CLAUDE.md 10 KB

CLAUDE.md — AI Development Context

This file provides context for AI-assisted development sessions on the Church Live Transcription Display project.


Project Summary

A live captioning system for deaf/hard-of-hearing church congregants. A Windows PC captures audio, transcribes it locally using Whisper (GPU-accelerated), performs real-time speaker diarization, maps anonymous speaker IDs to real names, and sends speaker-tagged rolling text over MQTT to an ESP32 driving a large e-ink display. No cloud services. No internet required during operation.


Architecture

[Audio source]
     ↓ (USB mic or mixer line-in)
[Windows PC]
  ├── WhisperLiveKit
  │     ├── Whisper large-v3 (transcription)
  │     └── Streaming Sortformer (real-time speaker diarization)
  │     WebSocket output: ws://localhost:8000/asr
  │
  ├── Mosquitto MQTT broker (port 1883)
  │
  ├── bridge.py
  │     ├── Subscribes to Whisper WebSocket
  │     ├── Receives: {text, speaker_id, is_final, ...}
  │     ├── Resolves speaker_id → name via speaker_registry
  │     ├── Buffers text to sentence boundary
  │     └── Publishes JSON payload to MQTT topic display/text
  │
  └── admin_ui.py (Tkinter)
        ├── Shows "New speaker detected" prompts
        ├── Operator types name once per unknown speaker
        └── Updates speaker_registry in real time

     ↓ WiFi / MQTT
[ESP32-S3]
  └── Waveshare 7.5" V2 e-ink display (SPI, GxEPD2 library)

PC Environment

  • OS: Windows 10/11
  • GPU: NVIDIA RTX series (RTX 4070 Super available)
  • Python: 3.11+
  • MQTT broker: Mosquitto (localhost:1883)
  • Whisper server: WhisperLiveKit with --diarization flag
    • Command: whisperlivekit-server --model large-v3 --diarization --language en
    • WebSocket: ws://localhost:8000/asr
  • Diarization model: Streaming Sortformer (SOTA 2025, via WhisperLiveKit)
    • Fallback: Diart (more stable, slightly older, also integrated in WhisperLiveKit)
    • Requires pyannote model access (HuggingFace token + model agreement)

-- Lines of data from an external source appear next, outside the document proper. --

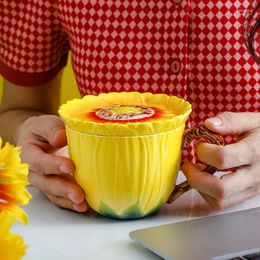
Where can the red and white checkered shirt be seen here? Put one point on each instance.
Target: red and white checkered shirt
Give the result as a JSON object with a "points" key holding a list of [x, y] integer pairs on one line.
{"points": [[190, 48]]}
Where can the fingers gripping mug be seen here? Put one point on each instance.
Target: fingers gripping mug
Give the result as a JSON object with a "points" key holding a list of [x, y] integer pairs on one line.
{"points": [[126, 148]]}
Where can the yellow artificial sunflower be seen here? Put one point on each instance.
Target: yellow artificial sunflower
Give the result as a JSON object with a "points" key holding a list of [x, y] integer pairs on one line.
{"points": [[13, 193], [125, 113], [12, 246], [13, 180]]}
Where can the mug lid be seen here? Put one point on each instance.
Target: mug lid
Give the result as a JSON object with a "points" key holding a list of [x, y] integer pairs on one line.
{"points": [[125, 113]]}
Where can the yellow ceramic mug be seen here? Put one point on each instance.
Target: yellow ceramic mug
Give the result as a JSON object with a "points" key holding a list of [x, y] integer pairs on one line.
{"points": [[126, 148]]}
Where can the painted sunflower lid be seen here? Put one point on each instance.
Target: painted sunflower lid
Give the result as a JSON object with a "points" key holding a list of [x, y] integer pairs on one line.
{"points": [[125, 113]]}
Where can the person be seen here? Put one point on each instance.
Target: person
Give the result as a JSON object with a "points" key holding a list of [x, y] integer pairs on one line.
{"points": [[192, 49]]}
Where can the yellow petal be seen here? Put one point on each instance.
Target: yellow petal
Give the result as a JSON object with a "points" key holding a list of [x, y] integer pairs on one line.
{"points": [[76, 113]]}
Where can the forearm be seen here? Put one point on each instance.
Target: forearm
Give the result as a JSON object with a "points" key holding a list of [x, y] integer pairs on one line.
{"points": [[11, 120], [19, 103]]}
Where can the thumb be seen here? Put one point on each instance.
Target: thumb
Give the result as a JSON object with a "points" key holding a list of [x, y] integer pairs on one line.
{"points": [[52, 129], [233, 123]]}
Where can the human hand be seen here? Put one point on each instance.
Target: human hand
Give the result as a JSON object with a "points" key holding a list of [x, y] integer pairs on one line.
{"points": [[243, 157], [41, 139]]}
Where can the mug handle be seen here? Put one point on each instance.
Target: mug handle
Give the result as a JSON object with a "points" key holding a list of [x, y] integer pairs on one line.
{"points": [[199, 132]]}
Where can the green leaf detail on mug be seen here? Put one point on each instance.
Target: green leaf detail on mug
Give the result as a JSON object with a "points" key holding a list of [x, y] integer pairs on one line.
{"points": [[106, 211], [133, 212]]}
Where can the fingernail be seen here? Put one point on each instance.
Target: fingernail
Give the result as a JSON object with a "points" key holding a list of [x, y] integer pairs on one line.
{"points": [[216, 121], [64, 169], [73, 198], [80, 207]]}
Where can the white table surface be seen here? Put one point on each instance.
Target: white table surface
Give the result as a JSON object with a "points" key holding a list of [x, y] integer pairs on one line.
{"points": [[58, 234]]}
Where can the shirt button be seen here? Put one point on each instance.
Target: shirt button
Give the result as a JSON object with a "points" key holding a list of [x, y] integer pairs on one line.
{"points": [[176, 66], [177, 2]]}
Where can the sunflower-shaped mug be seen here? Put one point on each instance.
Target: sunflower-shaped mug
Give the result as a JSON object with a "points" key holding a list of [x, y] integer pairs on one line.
{"points": [[126, 147]]}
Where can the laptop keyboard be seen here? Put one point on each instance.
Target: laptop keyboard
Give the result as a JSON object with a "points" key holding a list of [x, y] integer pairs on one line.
{"points": [[253, 256]]}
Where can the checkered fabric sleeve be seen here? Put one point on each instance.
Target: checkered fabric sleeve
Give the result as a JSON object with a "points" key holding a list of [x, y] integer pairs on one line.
{"points": [[33, 45]]}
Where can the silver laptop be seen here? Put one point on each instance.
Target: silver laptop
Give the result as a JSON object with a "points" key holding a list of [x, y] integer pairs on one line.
{"points": [[229, 236]]}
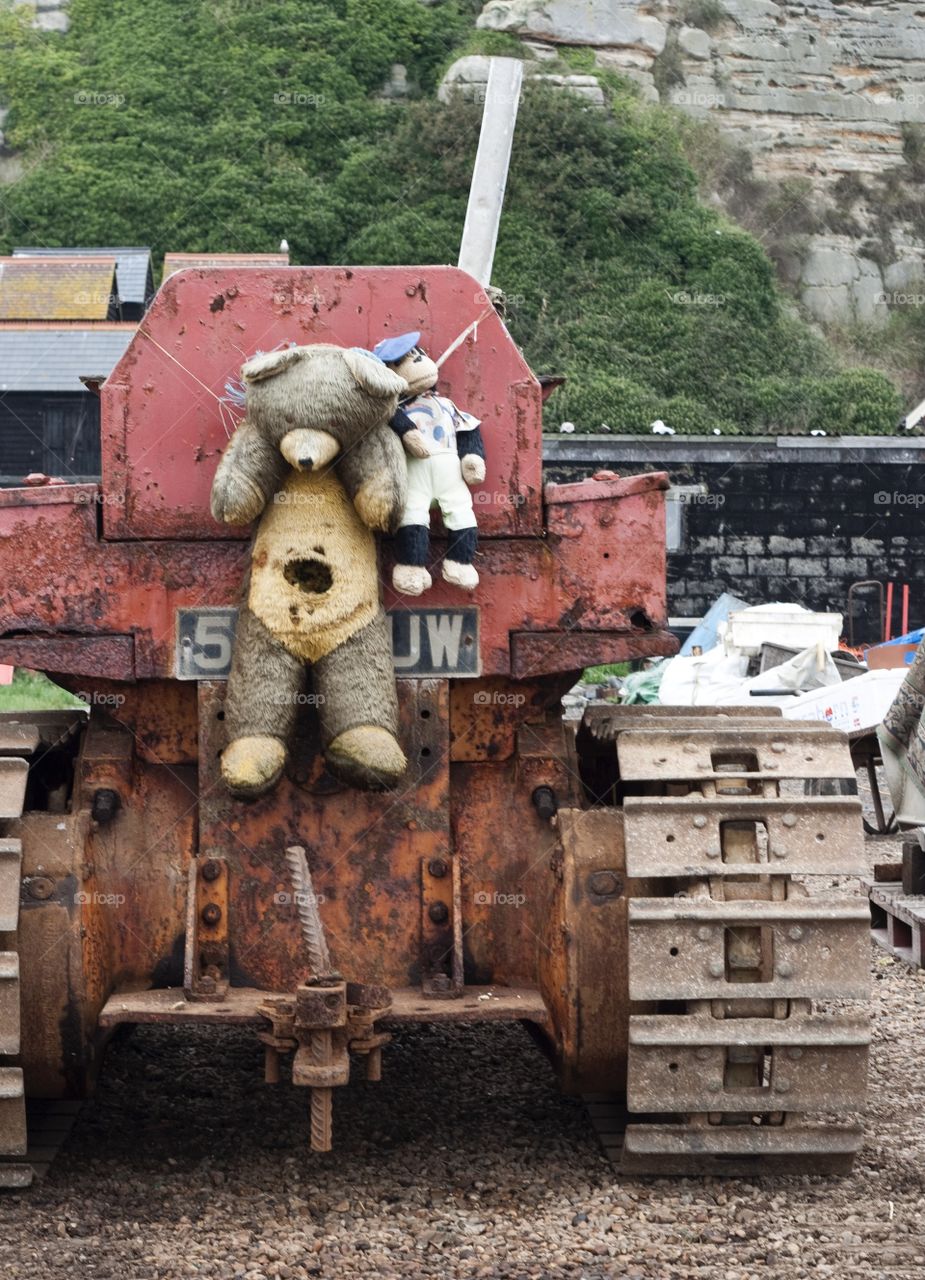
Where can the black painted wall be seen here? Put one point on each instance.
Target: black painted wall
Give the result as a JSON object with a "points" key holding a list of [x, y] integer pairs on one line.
{"points": [[779, 520], [55, 433]]}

WhisperLiveKit Diarization Setup Notes

  • Install with diarization extra: pip install whisperlivekit[diarization-sortformer]
  • Sortformer and Voxtral extras are incompatible — install in separate environments
  • Must accept HuggingFace user conditions for:
    • pyannote/segmentation
    • pyannote/segmentation-3.0
    • pyannote/embedding
  • Login: huggingface-cli login
  • Streaming Sortformer is marked as in active development — fallback to Diart if unstable

ESP32 Environment

  • Board: ESP32-S3 (PSRAM required for large font glyph buffers)
  • Framework: Arduino via PlatformIO
  • Display: Waveshare 7.5" V2 (800×480 pixels, black/white)
  • Display library: GxEPD2
  • MQTT library: PubSubClient (increase buffer: client.setBufferSize(512))
  • Build tool: PlatformIO (VSCode)

SPI Wiring (Waveshare 7.5" V2 → ESP32)

Display Pin ESP32 Pin
BUSY GPIO 4
RST GPIO 16
DC GPIO 17
CS GPIO 5
CLK GPIO 18
DIN GPIO 23
GND GND
VCC 3.3V

MQTT Topics

Topic Direction Payload
display/text PC → ESP32 JSON: see payload schema below
display/clear PC → ESP32 Empty / any value
display/status ESP32 → PC JSON: {"ready": true}

display/text Payload Schema

{
  "speaker": "PASTOR JOHN",
  "speaker_changed": true,
  "lines": [
    "...and He said unto them, go",
    "into all the world and preach"
  ]
}
  • speaker: resolved name string, or null if unknown/unnamed
  • speaker_changed: true triggers full display refresh + speaker header redraw
  • lines: array of pre-wrapped strings, max 40 chars each, max 3 items

Key Files

bridge/bridge.py

Main orchestrator. Connects to Whisper WebSocket and Mosquitto. Receives incremental diarized transcription. Buffers text. Resolves speaker names. Publishes MQTT payloads.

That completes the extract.